Lorna tucked her arm into Carl's as they walked along the narrow, winding and, to her dismay, extremely hilly streets towards Killiney, where the architect lived. She was wearing strappy high-heeled sandals and her feet were killing her. At least her black skin-tight leather trousers protected her legs from the nippy breeze and drizzly rain, but her hair was getting wet and her red boxy jacket and white T-shirt were not really suitable clothing for a dank, cold autumn night. It wouldn't have killed him to get a taxi, she thought sourly as she stumbled on a broken cobblestone.

‘Nearly there,' Carl encouraged. ‘See down there,' he pointed. ‘That's Enya's castle.'

Lorna was impressed. Enya was a neighbour! Wow! He must be loaded. He probably drove a Porsche, or was he more the Beemer type? She wasn't quite sure yet. She wondered did he have a sea view over Dublin Bay, or even his own stretch of private beach. He was exactly the type of eligible bachelor that she had come to Dublin to meet, she thought triumphantly. It was worth travelling all the way over to Dalkey and this should finally prove her point to Heather, once and for all. Honestly, her cousin would want to get with the programme or she'd end up going nowhere fast, stuck in that kippy flat. Lorna couldn't understand her. Heather was well placed to meet potential boyfriends when she was showing upmarket apartments for letting. But then, Heather was always saying to her that being a receptionist in a hotel was a great way to meet eligibles. It didn't really work like that. Usually the only men who were interested were married or deadly dull. She'd hit gold dust tonight though, she thought excitedly, trying to ignore her throbbing feet. She could feel a blister bubbling up under her big toe. Still, it would be worth it to hook a dishy-looking architect with a luxury pad in Killiney. Killiney was even more exclusive than Dalkey.
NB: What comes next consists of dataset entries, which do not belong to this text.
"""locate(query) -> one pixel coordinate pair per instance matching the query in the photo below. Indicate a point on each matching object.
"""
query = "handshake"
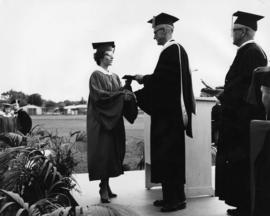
(129, 78)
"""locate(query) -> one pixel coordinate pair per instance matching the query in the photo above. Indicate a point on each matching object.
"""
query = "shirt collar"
(101, 69)
(247, 42)
(168, 43)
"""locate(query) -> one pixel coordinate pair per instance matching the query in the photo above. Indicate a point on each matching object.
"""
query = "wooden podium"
(198, 151)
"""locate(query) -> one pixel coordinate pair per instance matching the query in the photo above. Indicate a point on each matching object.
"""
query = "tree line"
(36, 99)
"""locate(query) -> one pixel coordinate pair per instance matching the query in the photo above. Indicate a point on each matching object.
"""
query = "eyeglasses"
(237, 29)
(156, 31)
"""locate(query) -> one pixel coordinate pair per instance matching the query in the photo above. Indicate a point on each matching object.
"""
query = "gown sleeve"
(107, 100)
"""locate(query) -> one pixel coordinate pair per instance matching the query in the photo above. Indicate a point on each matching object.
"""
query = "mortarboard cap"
(108, 46)
(247, 19)
(163, 18)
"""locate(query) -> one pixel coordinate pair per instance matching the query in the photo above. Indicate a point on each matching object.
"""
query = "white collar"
(101, 69)
(247, 42)
(168, 43)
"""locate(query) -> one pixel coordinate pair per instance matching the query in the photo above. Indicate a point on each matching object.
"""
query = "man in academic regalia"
(167, 96)
(232, 161)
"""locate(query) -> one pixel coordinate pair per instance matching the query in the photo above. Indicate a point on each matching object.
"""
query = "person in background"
(232, 161)
(105, 125)
(167, 96)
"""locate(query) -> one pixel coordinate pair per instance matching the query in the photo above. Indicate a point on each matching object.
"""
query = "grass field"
(64, 124)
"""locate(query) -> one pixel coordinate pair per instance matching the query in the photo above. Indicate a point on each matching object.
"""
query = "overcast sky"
(45, 45)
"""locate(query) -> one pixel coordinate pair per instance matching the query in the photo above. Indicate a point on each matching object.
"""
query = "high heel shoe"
(110, 193)
(103, 192)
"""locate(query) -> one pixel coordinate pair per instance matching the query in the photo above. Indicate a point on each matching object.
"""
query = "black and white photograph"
(134, 108)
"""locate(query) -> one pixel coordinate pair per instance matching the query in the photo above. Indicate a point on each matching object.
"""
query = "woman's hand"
(139, 78)
(128, 95)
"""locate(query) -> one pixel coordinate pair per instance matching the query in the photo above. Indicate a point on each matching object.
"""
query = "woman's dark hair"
(100, 53)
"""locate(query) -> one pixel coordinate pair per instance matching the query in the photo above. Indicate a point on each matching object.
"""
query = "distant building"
(80, 109)
(32, 109)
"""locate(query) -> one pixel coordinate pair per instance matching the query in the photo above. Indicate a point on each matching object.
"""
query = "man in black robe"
(167, 96)
(232, 161)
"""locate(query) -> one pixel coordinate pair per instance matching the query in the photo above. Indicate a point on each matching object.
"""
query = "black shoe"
(104, 200)
(158, 203)
(175, 207)
(233, 212)
(112, 195)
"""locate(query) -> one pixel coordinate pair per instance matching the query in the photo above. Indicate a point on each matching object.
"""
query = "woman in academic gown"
(105, 125)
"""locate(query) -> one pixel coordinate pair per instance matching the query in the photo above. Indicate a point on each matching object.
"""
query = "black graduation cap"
(247, 19)
(108, 46)
(163, 18)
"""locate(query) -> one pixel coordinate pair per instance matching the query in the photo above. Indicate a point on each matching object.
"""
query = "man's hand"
(139, 78)
(128, 95)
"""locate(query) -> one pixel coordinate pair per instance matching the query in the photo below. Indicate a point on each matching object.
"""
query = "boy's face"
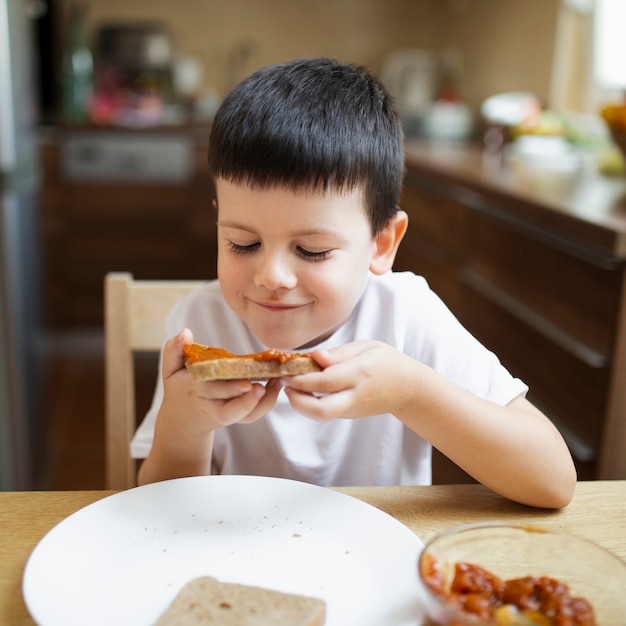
(292, 265)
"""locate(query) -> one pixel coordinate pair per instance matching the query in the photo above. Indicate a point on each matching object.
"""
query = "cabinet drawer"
(560, 291)
(431, 243)
(569, 391)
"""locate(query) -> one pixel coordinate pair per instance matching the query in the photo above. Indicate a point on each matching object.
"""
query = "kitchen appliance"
(20, 364)
(410, 75)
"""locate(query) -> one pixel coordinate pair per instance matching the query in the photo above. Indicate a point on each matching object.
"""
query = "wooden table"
(597, 512)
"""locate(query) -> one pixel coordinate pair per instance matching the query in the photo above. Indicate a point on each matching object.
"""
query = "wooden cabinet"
(152, 228)
(548, 305)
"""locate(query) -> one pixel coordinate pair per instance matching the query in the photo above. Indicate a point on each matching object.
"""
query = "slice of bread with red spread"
(208, 363)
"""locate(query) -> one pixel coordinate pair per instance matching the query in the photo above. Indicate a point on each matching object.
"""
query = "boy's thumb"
(173, 357)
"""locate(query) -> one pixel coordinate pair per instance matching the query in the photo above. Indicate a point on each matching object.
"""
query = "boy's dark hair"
(312, 124)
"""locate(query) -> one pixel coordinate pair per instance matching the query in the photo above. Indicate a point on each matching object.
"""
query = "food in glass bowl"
(504, 575)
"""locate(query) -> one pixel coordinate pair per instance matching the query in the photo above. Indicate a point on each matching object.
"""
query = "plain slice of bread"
(250, 368)
(205, 601)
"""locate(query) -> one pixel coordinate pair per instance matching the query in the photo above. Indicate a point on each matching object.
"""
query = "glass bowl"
(512, 552)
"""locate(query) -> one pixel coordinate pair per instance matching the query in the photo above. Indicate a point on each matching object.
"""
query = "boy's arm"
(514, 450)
(191, 411)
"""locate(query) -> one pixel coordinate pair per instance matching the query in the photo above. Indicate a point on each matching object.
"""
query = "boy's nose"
(275, 272)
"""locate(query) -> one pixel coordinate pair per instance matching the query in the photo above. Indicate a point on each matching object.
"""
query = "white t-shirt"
(399, 309)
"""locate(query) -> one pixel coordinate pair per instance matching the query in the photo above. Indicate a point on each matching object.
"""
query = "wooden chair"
(134, 321)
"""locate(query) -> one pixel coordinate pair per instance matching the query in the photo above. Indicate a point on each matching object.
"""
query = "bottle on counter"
(77, 71)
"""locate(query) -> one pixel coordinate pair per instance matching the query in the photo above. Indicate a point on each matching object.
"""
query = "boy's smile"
(291, 264)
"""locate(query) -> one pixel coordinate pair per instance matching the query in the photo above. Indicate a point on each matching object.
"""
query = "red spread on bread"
(195, 352)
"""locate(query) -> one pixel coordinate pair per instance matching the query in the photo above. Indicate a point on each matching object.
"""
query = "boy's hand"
(191, 411)
(206, 405)
(359, 379)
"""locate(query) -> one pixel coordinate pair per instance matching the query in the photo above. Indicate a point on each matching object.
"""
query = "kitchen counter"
(581, 205)
(532, 260)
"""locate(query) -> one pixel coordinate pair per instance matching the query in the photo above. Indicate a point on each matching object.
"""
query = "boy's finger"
(173, 358)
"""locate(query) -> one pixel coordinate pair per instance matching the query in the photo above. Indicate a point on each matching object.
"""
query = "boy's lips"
(273, 305)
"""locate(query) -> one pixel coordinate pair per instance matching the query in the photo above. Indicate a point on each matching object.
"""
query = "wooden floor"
(73, 457)
(74, 392)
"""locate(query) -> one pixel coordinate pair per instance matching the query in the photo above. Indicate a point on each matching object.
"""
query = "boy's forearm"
(172, 456)
(514, 450)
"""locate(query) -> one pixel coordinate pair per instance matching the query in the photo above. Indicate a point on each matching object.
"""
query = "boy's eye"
(239, 249)
(313, 256)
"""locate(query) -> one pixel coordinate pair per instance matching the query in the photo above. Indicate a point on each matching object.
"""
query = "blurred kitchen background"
(105, 112)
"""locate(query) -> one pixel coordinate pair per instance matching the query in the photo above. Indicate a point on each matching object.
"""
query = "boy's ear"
(387, 242)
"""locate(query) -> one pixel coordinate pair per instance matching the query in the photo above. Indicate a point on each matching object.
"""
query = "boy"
(307, 159)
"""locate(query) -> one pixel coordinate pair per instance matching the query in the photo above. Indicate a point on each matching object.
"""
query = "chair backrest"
(134, 321)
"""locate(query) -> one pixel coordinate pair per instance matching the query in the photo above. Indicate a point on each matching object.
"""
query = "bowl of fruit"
(614, 115)
(499, 574)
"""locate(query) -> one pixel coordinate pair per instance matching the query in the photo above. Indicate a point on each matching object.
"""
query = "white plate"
(122, 559)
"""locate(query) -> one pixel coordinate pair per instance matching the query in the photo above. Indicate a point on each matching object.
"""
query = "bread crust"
(250, 367)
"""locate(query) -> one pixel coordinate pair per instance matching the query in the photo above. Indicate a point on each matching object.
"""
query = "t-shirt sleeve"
(442, 342)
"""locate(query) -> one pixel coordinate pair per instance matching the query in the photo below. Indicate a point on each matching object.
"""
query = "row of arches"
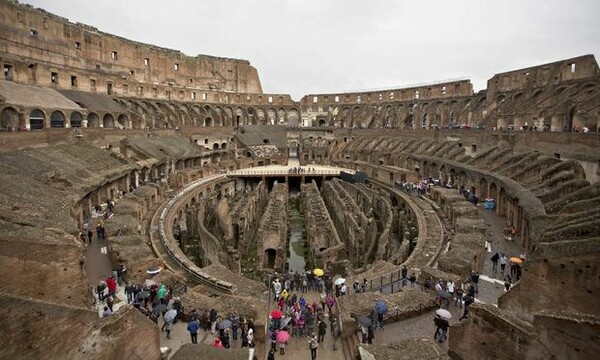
(405, 115)
(159, 114)
(484, 187)
(12, 119)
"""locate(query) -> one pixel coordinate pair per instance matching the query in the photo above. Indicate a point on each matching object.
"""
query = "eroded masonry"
(205, 172)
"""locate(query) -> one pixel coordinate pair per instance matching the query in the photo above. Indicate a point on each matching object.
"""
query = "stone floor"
(98, 267)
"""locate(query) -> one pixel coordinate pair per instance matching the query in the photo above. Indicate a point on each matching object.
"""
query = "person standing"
(322, 331)
(335, 332)
(235, 324)
(495, 259)
(193, 327)
(212, 317)
(475, 281)
(502, 263)
(313, 343)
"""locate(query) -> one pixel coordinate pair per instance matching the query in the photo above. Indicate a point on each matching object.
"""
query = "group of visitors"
(301, 170)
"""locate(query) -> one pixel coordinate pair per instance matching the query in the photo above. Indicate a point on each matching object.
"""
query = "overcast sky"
(304, 47)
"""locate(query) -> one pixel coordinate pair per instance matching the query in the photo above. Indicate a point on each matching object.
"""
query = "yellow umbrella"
(516, 260)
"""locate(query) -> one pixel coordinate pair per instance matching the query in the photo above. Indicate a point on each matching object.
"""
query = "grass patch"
(298, 247)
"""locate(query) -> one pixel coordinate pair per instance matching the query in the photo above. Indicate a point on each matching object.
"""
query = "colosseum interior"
(210, 177)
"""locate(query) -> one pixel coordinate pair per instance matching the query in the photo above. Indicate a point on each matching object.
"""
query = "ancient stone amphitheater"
(87, 116)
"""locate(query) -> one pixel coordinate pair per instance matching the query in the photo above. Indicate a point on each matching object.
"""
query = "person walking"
(322, 331)
(495, 259)
(193, 327)
(503, 261)
(313, 344)
(335, 332)
(212, 318)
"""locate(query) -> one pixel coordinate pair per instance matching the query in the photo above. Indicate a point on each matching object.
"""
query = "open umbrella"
(339, 281)
(444, 294)
(443, 313)
(170, 315)
(282, 336)
(276, 314)
(284, 322)
(364, 320)
(516, 260)
(153, 270)
(224, 324)
(159, 309)
(380, 307)
(143, 294)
‘Just up this little street here.' Carl took her arm and guided her up a steep hill lined with small cottages. Lorna was a tad disappointed to say the least. The sea was in the other direction. No sea view unless his place was at the top of the hill and had panoramic views. She felt a bit daunted, not to say out of breath, at the thought of walking much further, but to her surprise, Carl took a key out of his pocket and fitted it into the door of one of the cottages.

Was this it? Lorna was shocked. It looked so … so
ordinary
from the outside. No doubt it had all been changed and renovated on the inside. It probably had a mezzanine and lots of wood and glass out the back. There was a small, dirty Fiesta parked outside. Was it Carl's? There certainly wasn't a Beemer in sight, or a Porsche for that matter, she noted disgruntledly. She sincerely hoped it wasn't Carl's. It would be so uncool for his image. Even her own Honda Civic at least looked a little bit sporty and with it.